In Traing (Day 83)….Just Breathe!


Lions Gate BridgeI did it!  The legs are coming back!  I am feeling so strong right now too.  I rose a little after 6:00 AM this morning and prepared for my run.

As planned I parked my car at English Bay then took a cab to the starting point.  I had wanted to start running around 7:00 AM but it was about 7:50 AM by the time I began.  I was just hoping the legs would feel pretty good and they did.

The emotions that ran through me today were just amazing.  My daughter turns 30 years old tomorrow and I reflected on what has transpired over the span of these last 30 years since I entered into my role as a mother.  It has been one hell of a ride!  Many lessons have been learned along the way.  Some were easier than others.

And as I ran today I completed my longest run to date.  I am stoked.  The emotions that passed through me… the doubt and the resolve and persistence to keep going.  And somewhere in that mix was the belief and wonder that I can still do this.

I thought of where I started with my daughter almost 30 years to the day.  It wasn’t a planned pregnancy and I was on my own.  The fear and the guilt weighed heavy on me.  Was I being selfish?

So many mixed emotions because in truth, I had no clue just what the hell I was doing. One Tree Island

She slept in a laundry basket for the first three weeks of her life as I scrounged around pulling together the basics.  Those nights when I would stare down at this beautiful life that was gifted to me.

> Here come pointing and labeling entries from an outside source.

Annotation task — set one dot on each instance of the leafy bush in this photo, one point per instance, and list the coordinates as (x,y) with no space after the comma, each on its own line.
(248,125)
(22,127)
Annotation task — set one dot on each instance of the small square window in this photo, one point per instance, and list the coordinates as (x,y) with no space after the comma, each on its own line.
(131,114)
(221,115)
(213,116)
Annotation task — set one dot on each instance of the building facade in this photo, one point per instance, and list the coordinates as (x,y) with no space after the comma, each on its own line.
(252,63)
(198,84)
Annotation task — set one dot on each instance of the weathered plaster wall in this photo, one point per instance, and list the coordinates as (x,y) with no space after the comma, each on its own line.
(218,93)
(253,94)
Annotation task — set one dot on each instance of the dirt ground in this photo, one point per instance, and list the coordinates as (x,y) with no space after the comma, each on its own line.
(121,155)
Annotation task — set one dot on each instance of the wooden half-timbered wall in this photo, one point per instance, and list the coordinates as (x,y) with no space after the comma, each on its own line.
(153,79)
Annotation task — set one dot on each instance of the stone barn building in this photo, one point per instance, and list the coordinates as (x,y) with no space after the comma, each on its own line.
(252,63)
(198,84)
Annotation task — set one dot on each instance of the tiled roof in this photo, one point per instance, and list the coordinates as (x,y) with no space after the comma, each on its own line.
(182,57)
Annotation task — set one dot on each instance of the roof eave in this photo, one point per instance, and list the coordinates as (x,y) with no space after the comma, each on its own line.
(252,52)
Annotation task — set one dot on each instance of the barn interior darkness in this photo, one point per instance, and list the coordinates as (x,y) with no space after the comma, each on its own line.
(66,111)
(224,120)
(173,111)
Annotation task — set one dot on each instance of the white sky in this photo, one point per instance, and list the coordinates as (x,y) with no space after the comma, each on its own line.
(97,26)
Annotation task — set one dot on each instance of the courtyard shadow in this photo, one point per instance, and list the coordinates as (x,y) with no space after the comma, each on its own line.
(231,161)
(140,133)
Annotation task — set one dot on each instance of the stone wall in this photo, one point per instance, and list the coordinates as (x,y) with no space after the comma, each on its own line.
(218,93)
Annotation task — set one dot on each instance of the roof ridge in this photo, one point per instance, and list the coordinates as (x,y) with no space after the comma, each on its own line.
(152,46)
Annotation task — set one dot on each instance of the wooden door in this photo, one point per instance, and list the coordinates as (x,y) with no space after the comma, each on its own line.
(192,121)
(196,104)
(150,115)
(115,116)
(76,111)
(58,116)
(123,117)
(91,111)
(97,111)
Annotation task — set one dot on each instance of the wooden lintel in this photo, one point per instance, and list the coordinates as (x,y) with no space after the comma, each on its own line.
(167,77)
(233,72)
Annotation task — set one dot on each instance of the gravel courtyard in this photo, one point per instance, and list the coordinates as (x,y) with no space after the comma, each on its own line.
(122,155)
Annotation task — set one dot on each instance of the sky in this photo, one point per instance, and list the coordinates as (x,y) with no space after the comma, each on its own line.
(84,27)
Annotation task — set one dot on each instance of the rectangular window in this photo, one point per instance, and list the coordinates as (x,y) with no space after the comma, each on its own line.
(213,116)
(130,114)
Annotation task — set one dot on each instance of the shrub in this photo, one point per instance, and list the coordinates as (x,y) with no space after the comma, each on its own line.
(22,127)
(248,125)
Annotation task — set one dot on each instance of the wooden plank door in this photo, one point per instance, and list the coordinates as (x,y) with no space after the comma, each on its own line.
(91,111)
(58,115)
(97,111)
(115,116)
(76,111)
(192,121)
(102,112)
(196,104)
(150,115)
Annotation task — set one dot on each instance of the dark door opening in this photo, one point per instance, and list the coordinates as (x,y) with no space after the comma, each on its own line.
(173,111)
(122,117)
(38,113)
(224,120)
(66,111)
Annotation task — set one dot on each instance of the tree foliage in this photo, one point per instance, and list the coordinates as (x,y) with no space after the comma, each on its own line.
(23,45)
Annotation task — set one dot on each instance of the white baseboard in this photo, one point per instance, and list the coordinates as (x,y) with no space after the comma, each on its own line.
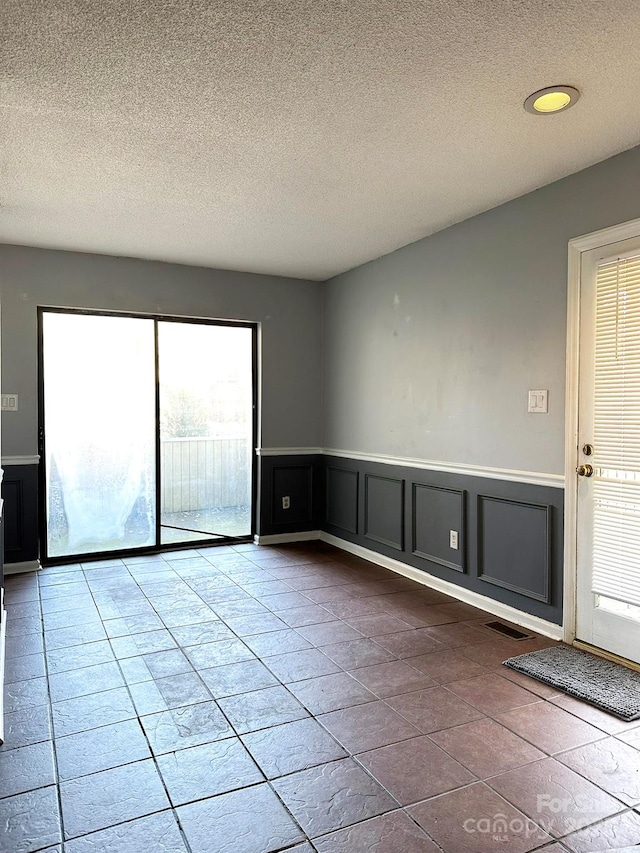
(504,611)
(19,568)
(284,538)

Somehow I knew I had to make this work for her.  Somehow I had to correct the dysfunction that revolved around me.  I had been a cloud of ineptitude, a fractured being whose emotional state seemed to be in a constant state of flux.

I begged for love.  Watched it pass me by time and again, but then I didn’t really understand love at all.  I was confused by it.  Afraid of it.  At times I felt its power and then shrank back overwhelmed and unable to open myself completely to its beauty.

And now here I am, blossoming. The heart is opening fully and expanding.Seawall

Sometimes I wonder what it was I feared but when you are told throughout your formative years that you are just not worth it, well, it can do a number on you.

And now I accept that I have done some amazing things in this life!  I have come so far and I have so much more before me.  With each step I took, at times the burden seemed to be too much.   And I would dig a little deeper.  I had to.

And today was no different.  As the legs at times felt like lead weights, I pushed through it.  And when I finished I felt like I could fly.  Along with feeling stronger and having the best run in the last three weeks my confidence soared reassuring me that I will be able to do this.  It may not look the way I initially thought, but isn’t that joy of any journey?

It is a spectacular day outside and I  have a few errands still to do.  Enjoy your day and thank you for stopping by.  Many blessings to all of you!